With regards to the monthly GDP, given the tumble in the services PMI for November, a slowdown would not come as a surprise to us, as the service sector accounts for nearly 80% of the UK GDP. In any case, as we noted several times in the recent past, we expect the pound’s faith to be dictated by UK politics instead of economic data. This week, the focus is likely to stay on the Brexit front as the Parliamentary debate over May’s deal begins, with the vote scheduled to take place next week. The UK trade balance for November is scheduled to be released as well and expectations are for the nation’s trade deficit to have narrowed somewhat.

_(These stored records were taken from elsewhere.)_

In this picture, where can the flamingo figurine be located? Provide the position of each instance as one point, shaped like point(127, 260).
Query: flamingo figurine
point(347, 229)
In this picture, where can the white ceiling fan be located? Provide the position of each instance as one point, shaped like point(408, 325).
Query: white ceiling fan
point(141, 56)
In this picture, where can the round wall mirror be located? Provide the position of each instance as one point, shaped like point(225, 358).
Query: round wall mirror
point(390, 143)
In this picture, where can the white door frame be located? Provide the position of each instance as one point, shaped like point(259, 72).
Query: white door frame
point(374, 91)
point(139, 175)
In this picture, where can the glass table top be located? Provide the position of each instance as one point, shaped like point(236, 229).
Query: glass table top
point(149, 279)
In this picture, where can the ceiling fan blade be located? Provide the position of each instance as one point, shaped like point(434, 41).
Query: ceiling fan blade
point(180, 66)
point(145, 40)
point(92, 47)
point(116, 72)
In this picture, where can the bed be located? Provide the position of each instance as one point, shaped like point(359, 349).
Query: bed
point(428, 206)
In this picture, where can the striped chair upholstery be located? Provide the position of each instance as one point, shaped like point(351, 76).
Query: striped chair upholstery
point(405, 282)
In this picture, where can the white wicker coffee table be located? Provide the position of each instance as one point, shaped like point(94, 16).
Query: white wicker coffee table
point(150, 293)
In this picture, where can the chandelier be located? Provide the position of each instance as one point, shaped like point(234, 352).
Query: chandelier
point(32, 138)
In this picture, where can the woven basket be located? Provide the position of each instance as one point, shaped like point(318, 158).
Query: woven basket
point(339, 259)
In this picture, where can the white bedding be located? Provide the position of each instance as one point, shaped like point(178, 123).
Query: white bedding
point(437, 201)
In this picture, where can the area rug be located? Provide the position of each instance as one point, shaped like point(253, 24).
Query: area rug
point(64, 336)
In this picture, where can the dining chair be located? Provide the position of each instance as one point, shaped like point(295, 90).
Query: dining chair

Later in the day, we have the US CPIs for December. Expectations are for the headline rate to have declined back below the Fed’s objective of 2%, while the core one is anticipated to have held steady. Specifically, headline inflation is forecast to have slowed to +1.9% yoy from +2.2%, while the underlying rate is seen unchanged at +2.2% yoy. In our view, this pattern suggests that the further decline in the headline rate may be mainly owed to the latest decline in oil prices. So, having that in mind, we expect all the attention to be on the core measure, which if stays unchanged, is unlikely to alter much expectations with regards to the Fed’s future plans. Following Friday’s dovish comments by Fed Chair Jerome Powell and the disappointment in the ISM manufacturing PMI they day before, we believe that a decent pick up is needed for the market to start worrying again that the Fed may hike faster than currently thought.